Sunday, May 29, 2016

Smashed Red Potatoes and Creamy Summer Slaw

Here are the recipes for the side dishes that we served with the braised short ribs last week.


First up is Smashed Red Potatoes -  Janis was here and did all of the work while I of course forgot to take pictures of her doing it! This was a nice different potato side dish that I will definitely be making often. Click here to see where I found this recipe.
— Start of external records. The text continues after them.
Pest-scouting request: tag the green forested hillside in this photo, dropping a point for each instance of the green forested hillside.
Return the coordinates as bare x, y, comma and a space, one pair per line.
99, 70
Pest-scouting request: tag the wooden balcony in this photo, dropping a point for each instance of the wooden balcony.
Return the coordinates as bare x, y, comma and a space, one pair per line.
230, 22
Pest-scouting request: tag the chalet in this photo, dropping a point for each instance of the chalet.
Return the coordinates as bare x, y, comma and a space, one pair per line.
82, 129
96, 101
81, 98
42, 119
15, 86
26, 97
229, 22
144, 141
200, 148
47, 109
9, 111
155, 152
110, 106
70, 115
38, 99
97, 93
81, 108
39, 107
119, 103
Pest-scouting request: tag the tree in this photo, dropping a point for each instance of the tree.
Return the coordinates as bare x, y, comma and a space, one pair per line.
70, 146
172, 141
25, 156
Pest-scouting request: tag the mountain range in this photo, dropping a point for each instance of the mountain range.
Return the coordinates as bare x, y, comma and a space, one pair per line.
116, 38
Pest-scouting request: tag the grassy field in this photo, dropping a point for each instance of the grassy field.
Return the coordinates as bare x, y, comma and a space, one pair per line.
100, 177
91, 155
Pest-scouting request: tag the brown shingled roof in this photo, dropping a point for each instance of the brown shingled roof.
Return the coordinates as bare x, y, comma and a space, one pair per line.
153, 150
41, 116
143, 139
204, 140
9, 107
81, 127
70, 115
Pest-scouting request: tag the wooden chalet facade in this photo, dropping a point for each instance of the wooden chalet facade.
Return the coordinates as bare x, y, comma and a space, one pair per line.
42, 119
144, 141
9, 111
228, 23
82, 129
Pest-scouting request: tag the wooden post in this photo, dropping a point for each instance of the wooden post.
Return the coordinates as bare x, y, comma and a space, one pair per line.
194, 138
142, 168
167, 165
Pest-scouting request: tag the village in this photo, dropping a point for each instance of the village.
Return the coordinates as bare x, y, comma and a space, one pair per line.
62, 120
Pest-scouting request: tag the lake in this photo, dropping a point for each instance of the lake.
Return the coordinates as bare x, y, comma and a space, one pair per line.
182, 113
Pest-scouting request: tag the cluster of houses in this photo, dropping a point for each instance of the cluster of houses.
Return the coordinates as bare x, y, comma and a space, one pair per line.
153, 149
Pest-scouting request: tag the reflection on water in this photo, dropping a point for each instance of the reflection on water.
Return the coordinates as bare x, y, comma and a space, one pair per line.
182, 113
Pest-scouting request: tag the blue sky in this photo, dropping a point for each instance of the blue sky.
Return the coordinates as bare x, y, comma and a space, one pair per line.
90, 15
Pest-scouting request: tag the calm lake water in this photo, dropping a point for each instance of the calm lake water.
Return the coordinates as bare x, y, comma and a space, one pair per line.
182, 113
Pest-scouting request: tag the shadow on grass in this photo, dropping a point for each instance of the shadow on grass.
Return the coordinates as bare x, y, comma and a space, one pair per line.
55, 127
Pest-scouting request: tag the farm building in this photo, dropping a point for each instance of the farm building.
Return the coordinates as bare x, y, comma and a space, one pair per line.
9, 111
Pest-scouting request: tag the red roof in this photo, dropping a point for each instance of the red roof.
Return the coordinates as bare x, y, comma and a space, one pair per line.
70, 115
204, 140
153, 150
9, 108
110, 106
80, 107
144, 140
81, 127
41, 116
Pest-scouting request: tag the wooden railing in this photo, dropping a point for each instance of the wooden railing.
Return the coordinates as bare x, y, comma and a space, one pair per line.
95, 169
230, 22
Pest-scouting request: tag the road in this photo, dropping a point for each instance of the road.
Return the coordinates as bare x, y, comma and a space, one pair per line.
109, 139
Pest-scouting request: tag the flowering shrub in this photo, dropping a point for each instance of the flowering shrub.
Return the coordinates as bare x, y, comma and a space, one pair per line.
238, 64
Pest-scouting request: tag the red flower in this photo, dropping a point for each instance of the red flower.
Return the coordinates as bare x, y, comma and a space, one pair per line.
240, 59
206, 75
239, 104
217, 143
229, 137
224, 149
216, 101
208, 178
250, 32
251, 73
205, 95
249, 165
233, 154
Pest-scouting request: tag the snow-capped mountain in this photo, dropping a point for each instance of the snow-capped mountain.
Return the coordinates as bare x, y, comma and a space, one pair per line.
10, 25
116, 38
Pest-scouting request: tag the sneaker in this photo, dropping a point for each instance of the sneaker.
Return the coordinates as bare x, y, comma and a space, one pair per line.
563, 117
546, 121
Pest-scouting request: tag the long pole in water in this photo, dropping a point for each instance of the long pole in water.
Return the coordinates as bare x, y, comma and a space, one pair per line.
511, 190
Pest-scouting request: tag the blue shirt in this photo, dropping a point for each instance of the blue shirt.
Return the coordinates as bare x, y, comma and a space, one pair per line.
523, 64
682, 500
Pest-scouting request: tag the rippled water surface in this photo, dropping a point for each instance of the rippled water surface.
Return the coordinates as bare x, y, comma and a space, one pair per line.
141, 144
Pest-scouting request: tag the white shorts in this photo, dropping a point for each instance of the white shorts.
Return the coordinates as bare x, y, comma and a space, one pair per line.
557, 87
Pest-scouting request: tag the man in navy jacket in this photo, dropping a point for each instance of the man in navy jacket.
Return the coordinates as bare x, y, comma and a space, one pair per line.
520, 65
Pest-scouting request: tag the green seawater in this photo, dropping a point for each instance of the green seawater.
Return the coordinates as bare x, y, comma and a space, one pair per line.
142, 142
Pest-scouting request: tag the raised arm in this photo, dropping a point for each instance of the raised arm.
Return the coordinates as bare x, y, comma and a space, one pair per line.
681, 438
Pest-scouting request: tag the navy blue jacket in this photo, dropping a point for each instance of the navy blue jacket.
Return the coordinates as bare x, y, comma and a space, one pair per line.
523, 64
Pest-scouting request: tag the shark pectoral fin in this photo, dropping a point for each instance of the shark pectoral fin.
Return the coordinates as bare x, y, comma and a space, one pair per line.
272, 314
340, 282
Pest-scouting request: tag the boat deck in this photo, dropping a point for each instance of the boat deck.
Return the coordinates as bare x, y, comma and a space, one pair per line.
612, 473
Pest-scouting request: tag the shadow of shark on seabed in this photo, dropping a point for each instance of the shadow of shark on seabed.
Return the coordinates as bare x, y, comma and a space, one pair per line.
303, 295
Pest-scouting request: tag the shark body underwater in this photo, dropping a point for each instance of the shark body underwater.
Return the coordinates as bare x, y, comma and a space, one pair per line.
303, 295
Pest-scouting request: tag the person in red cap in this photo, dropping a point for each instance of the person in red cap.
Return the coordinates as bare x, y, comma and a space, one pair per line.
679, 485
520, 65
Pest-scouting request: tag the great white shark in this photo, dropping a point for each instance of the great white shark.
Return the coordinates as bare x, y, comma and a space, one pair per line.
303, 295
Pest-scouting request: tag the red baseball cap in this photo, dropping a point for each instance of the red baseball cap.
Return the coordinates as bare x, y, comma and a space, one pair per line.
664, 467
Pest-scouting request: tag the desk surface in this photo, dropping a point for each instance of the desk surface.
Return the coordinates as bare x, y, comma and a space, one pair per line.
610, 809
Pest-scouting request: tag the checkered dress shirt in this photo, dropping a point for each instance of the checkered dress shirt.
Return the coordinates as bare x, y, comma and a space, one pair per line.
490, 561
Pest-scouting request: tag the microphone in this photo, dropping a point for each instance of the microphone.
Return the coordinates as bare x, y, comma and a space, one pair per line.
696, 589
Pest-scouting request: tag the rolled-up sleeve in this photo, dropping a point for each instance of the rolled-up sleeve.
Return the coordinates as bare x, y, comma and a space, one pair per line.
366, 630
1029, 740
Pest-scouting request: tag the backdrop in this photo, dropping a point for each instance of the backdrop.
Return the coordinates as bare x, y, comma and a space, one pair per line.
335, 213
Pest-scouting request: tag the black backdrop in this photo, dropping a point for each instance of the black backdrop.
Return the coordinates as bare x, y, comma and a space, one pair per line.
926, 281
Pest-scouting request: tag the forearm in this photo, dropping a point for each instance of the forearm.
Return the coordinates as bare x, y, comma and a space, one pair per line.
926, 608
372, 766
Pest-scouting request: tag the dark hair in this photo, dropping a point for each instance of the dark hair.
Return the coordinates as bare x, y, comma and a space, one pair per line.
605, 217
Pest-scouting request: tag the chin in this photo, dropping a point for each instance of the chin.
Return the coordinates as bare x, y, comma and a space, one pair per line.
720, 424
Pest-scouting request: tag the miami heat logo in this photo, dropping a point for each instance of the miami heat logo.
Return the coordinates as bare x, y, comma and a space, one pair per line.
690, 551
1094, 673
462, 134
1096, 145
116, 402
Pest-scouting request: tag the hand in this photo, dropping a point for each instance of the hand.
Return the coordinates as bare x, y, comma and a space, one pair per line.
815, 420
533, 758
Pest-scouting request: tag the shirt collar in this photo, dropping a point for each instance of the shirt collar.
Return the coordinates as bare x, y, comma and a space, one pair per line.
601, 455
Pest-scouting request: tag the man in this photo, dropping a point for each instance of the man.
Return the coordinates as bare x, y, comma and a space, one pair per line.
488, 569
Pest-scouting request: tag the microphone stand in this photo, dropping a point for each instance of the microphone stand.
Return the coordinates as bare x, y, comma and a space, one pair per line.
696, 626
note: I bought a bag of red potatoes and of course there were different sizes in the bag; when I boiled them I didn't check to make sure they were all cooked enough, so a couple of the big ones were a little hard in the center which made smashing difficult. Next time I'll buy bulk potatoes and choose a uniform size!

  • ingredients:

  • 12 whole red potatoes
  • extra virgin olive oil
  • garlic powder to taste
  • kosher salt to taste
  • freshly ground black pepper to taste
  • optional: chopped chives or chopped bacon for garnish
  • other: table salt for boiling water

directions:

  1. Fill a large, heavy pot two-thirds full of water. Generously sprinkle table salt into water, and bring to a boil. Add potatoes and cook just until they are tender when pierced with a fork. Don't overcook them. Remove potatoes and drain.
  2. Preheat oven to 450, with rack on upper middle position.
  3. Cover a large baking pan with foil. Brush foil with plenty of olive oil (be generous, as this prevents sticking.)
  4. When potatoes have cooled enough to handle, gently press down each potato with a potato masher until they are about ½ inch thick. Lay smashed potatoes on prepared pan. Generously brush tops with olive oil, and don't be shy here!
  5. Sprinkle tops generously with kosher salt, pepper, garlic powder, and chives/bacon if you are using. Don't be afraid to use enough salt.
  6. Bake 20-25 minutes, or just until nicely browned and sizzling!
  7. Eat while they're hot.



I also made Creamy Summer Slaw, click here for the recipe from Bon Appetit. I've never made this before and was so pleased with how it turned out - it's a keeper for sure. It's raw broccoli, sugar snap peas, and napa cabbage in a buttermilk dressing, delicious and different - and another great thing is that you can make the salad 6 hours ahead of time, love being able to do the salad earlier in the day. I followed the recipe exactly other than I added some thin apple slices to it - I don't know why, it just sounded like it would be good in this slaw haha...and it was!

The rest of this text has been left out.